The holiday was once a day for Indigenous people to celebrate making it through harsh winters… Now it is a day where we celebrate being with family and friends while enjoying their company over food and drink.
Thanksgiving may best represent what Canada is as a country.
By Craig Allan, Business Manager
This Monday will be Thanksgiving. The day where we all gather around and eat turkey, I guess. Canadian Thanksgiving is not really considered one of the marquee holidays like Christmas. People may not even consider it better than pseudo holidays like St. Patrick’s Day or the other October holiday, Halloween. Of all the holidays though, Thanksgiving may be the best holiday in Canada due to its changing traditions and what it represents.
When Canadians think of Thanksgiving, they may think of it from a very American point of view. It celebrates the landing of settlers in North America and has images of sharing a table with Indigenous people (as misrepresented as that may be). It also includes the eating of turkey and watching football, with Canadian football acting as the substitute for American football. However, Canadian Thanksgiving is very different in terms of its origin from the American version.
Canadian Thanksgiving does have an Indigenous component to it, as it was also a celebrated day in some Indigenous communities. Traditionally, it was celebrated at the end of winter as a reward to the tribe members for their hard work during the tough winter months. It was celebrated with feasts, dancing, and other ceremonies of thanks.
The first time it was celebrated by Europeans in what would later be known as Canada, was in 1578 when crew members led by English explorer Martin Frobisher celebrated arriving safely in what would later be known as Nunavut before sailing to Newfoundland by eating a meal at communion. Some consider this the first Canadian Thanksgiving, even though it occurred well before that name would ever be associated with North American holidays.
Thanksgiving in Canada wasn’t a formal holiday until 1879. Before this, the day was mostly celebrated whenever a major event happened. When it was declared as a holiday it was set for November 6. This is where it stayed until the finale of the first World War. Because of the significance of the date of November 11, the government decided to move Thanksgiving to its current second Monday in October date. This is unfortunate considering that as of 2021, the holiday now bumps up with another commemoration of loss: the National Day for Truth and Reconciliation for Indigenous people who were subjected to residential schools.
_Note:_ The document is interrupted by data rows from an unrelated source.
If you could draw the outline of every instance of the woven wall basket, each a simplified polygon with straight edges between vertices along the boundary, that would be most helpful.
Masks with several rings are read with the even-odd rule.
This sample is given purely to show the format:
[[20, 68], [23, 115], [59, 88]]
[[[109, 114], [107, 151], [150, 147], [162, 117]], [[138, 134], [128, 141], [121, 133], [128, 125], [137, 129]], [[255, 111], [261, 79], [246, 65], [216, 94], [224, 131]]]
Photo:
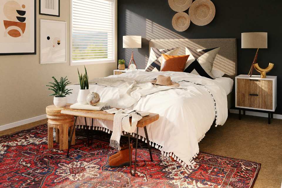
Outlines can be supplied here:
[[171, 9], [176, 12], [185, 11], [190, 7], [193, 0], [168, 0]]
[[184, 31], [190, 25], [190, 18], [185, 12], [178, 12], [172, 18], [172, 23], [174, 29], [178, 31]]
[[196, 0], [189, 9], [191, 21], [198, 26], [209, 24], [215, 15], [215, 7], [210, 0]]

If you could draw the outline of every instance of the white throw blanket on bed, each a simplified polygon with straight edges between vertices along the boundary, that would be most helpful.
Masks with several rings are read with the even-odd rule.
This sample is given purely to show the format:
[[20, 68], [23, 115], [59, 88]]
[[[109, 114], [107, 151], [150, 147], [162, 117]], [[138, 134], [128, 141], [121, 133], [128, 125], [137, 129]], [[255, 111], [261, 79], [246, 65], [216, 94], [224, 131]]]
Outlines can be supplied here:
[[174, 88], [185, 88], [181, 86], [172, 87], [156, 85], [149, 80], [140, 81], [126, 78], [95, 78], [89, 80], [89, 84], [117, 88], [120, 99], [126, 108], [131, 106], [138, 101], [141, 97]]
[[[128, 109], [120, 109], [118, 110], [115, 108], [105, 111], [111, 114], [115, 114], [114, 116], [113, 127], [110, 140], [110, 146], [119, 151], [120, 150], [120, 141], [122, 126], [123, 130], [127, 132], [134, 132], [138, 121], [142, 119], [142, 117], [148, 115], [149, 113], [148, 112], [137, 112]], [[132, 117], [131, 125], [129, 119], [130, 117]]]

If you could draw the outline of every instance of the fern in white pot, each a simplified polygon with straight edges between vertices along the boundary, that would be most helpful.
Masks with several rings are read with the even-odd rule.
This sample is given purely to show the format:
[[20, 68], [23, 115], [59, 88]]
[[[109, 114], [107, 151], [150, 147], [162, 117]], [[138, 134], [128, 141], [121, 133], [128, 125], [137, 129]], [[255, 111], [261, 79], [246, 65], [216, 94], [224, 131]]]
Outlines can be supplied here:
[[49, 82], [49, 83], [51, 85], [46, 85], [50, 87], [48, 88], [48, 90], [52, 90], [54, 92], [49, 96], [54, 96], [53, 102], [56, 107], [64, 107], [68, 103], [66, 95], [72, 93], [70, 92], [73, 90], [66, 88], [67, 85], [71, 83], [68, 80], [66, 76], [64, 78], [61, 77], [59, 82], [54, 76], [52, 77], [52, 78], [54, 82]]
[[78, 92], [78, 95], [77, 96], [77, 101], [78, 103], [81, 105], [87, 104], [86, 98], [87, 95], [90, 93], [89, 90], [89, 83], [88, 82], [88, 75], [86, 68], [84, 66], [84, 70], [85, 73], [82, 75], [82, 73], [80, 74], [78, 69], [77, 69], [77, 72], [78, 73], [78, 79], [79, 80], [79, 85], [80, 85], [80, 89]]

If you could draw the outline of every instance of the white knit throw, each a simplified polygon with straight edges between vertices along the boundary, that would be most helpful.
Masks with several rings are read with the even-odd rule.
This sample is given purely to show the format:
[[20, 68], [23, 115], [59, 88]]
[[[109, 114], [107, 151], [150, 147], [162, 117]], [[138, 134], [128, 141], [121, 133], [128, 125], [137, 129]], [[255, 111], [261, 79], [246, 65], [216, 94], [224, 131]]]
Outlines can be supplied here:
[[[135, 131], [138, 121], [142, 117], [148, 115], [148, 112], [137, 111], [135, 110], [125, 109], [112, 108], [105, 110], [108, 113], [115, 114], [114, 116], [114, 124], [113, 133], [110, 140], [110, 146], [118, 150], [120, 150], [120, 132], [121, 128], [125, 131], [129, 133], [133, 132]], [[132, 117], [131, 125], [130, 122], [129, 118]]]

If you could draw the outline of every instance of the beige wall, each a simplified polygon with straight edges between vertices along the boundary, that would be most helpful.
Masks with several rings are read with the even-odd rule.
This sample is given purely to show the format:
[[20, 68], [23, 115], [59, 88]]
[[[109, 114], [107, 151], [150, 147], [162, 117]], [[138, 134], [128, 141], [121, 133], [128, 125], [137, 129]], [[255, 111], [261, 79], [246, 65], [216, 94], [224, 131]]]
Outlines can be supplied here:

While the origins of Canadian Thanksgiving may be conflated with the American Thanksgiving, the traditions are influenced by our neighbours to the South. The eating of Turkey, squash, and the watching of football of both the Canadian and American variety also occurs in Canadian Thanksgiving celebrations. The one major difference is that Canadian Thanksgiving happens in October on the second Monday, unlike American Thanksgiving which occurs on the last Thursday of November.
So, why is Canadian Thanksgiving Canada’s best holiday? I feel it is because of how the holiday has evolved. The holiday was once a day for Indigenous people to celebrate making it through harsh winters. It was also a day for sailors navigating the difficult seas to celebrate making it to the scantly mapped continent. It then became a holiday to celebrate major events and bountiful crops. Now it is a day where we celebrate being with family and friends while enjoying their company over food and drink. The fact that the holiday’s significance has changed so much over hundreds of years is a great representative of Canada. A country that changes, and like Thanksgiving, gets better as the years go by. Thanksgiving is a truly great holiday because it reflects changing traditions.
This Thanksgiving, consider adding some new traditions to your Thanksgiving celebrations. It may very well be the best way to celebrate a holiday that is more than just turkey alone.